What's the difference? I've heard a Romanian deadlift works the glutes real well (I never get sore from prone leg curls) and I wondered how to do them.


----------



## Big G (Jul 31, 2007)

And I know, I know... Being sore is no indicator of hypertrophy, but I don't think I'm seeing my in the way of notable results from my hamstrings/glutes anyway (not that I can see 'em particularly, of course), but still...

Romanian Deadlfts Vs Regular ones. Any thoughts? Wider stance perhaps? Straight legged + wide stance? Anyone?


----------



## AKIRA (Jul 31, 2007)

What is a "regular" deadlift?


----------



## fufu (Jul 31, 2007)

Romanian deadlifts - you don't touch the bar to the floor. Kind of like a stiff legged DL. Although I am not 100% on the difference between RDL's and SLDL'S, I think you stand a little wider with a Romanian deadlift, let the knees flex a little more, and push the hips back further.


----------



## buening (Aug 1, 2007)

RDLs are just like conventionals except the end of the movements is the max point of flexibility in your hamstrings. Your legs will have a slight bend to them just as conventionals. Only difference is you don't bend your legs and squat down to finish the move (bar doesn't touch the ground).

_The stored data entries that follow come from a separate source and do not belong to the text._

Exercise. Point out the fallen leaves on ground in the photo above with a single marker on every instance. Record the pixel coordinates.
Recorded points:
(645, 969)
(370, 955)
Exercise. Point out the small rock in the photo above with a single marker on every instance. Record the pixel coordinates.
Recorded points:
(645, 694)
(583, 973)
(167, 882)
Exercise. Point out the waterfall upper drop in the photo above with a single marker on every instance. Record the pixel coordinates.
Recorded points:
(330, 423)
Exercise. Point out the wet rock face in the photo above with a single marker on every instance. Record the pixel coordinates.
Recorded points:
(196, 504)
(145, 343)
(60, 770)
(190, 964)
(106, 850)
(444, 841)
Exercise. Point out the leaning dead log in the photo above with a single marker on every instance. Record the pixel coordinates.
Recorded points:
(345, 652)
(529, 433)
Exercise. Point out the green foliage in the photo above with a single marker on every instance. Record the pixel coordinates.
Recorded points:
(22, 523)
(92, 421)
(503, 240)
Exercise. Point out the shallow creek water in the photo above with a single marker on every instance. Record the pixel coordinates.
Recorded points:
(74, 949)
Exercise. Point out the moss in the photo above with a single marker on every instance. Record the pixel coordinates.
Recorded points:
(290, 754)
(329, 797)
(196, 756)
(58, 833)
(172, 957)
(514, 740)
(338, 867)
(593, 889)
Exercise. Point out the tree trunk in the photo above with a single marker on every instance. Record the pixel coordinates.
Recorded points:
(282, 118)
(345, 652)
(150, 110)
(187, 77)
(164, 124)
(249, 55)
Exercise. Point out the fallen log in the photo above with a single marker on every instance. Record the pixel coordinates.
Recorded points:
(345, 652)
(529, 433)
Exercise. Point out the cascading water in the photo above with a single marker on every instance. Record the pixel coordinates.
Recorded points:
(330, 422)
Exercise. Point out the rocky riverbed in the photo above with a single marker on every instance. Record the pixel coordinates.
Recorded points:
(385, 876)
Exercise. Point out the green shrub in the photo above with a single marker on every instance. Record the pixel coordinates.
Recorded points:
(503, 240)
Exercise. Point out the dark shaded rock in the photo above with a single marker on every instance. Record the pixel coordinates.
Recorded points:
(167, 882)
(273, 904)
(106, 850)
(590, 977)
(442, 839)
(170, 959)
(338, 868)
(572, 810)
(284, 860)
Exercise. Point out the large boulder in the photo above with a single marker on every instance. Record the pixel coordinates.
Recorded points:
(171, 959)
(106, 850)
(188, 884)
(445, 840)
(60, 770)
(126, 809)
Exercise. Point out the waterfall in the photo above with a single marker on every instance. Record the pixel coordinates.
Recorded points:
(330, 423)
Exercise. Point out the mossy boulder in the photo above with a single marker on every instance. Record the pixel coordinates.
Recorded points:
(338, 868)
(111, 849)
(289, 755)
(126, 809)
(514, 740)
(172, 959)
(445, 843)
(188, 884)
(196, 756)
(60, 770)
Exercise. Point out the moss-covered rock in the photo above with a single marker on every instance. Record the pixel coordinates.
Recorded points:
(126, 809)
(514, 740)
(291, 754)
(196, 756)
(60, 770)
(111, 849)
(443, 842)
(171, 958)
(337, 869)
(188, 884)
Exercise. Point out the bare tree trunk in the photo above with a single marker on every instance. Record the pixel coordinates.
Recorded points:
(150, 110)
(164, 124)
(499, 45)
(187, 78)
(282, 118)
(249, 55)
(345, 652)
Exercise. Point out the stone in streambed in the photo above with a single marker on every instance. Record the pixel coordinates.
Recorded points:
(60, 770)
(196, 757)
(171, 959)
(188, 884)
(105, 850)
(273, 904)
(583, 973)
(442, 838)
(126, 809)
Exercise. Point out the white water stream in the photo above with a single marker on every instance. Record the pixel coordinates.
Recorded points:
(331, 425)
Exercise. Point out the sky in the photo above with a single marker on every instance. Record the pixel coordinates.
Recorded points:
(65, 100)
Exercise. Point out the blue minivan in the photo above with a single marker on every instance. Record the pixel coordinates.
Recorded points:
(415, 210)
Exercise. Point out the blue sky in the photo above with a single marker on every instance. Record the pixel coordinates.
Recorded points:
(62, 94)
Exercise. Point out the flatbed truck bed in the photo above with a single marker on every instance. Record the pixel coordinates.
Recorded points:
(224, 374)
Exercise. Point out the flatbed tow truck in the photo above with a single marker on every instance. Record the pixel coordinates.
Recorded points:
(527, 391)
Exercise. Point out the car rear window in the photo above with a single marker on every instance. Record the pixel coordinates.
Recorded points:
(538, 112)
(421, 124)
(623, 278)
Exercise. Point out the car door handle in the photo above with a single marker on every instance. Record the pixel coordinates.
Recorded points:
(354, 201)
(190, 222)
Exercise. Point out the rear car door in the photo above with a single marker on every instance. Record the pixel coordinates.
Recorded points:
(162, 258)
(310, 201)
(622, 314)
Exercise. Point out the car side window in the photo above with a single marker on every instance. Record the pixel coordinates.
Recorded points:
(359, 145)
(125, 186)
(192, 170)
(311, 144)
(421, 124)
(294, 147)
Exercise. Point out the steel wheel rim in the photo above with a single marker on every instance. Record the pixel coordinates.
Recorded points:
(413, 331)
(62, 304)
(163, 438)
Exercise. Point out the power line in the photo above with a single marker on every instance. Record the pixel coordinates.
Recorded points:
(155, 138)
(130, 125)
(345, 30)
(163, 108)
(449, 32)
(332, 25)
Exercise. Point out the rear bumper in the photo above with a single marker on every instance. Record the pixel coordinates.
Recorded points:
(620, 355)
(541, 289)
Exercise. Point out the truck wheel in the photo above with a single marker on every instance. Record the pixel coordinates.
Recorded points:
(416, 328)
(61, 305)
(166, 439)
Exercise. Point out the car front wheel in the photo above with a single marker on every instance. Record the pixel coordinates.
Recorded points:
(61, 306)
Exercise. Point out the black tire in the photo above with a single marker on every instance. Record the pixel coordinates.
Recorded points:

A good mix of conventional, rdl, sdl, and sumo will keep you from plateau early on


----------



## CowPimp (Aug 1, 2007)

There is less knee extension in an RDL.  Both are great exercises.


----------



## Big G (Aug 2, 2007)

Kewl! Thanks everyone! Much appreciated.


----------



## Jon Wolbers (Aug 22, 2007)

*romainian*

Definately Romainian or as they are sometimes called Keystone deadlifts.


----------



## r00kie (Aug 23, 2007)

nice read. rdls dont work my lower back at all 

Muscle & Fitness/Hers: What's the difference? Think all deadlifts are created equal? Think again. Here's the difference between conventional, Romanian and stiff-legged deadlifts


----------



## Big G (Aug 31, 2007)

Kewl. Thx.


----------



## fufu (Sep 1, 2007)

r00kie said:


> nice read. rdls dont work my lower back at all
> 
> Muscle & Fitness/Hers: What's the difference? Think all deadlifts are created equal? Think again. Here's the difference between conventional, Romanian and stiff-legged deadlifts



I garuntee you it is, you just may not feel it.


----------



## plewser2006 (Sep 3, 2007)

is that a money back guarantee?


----------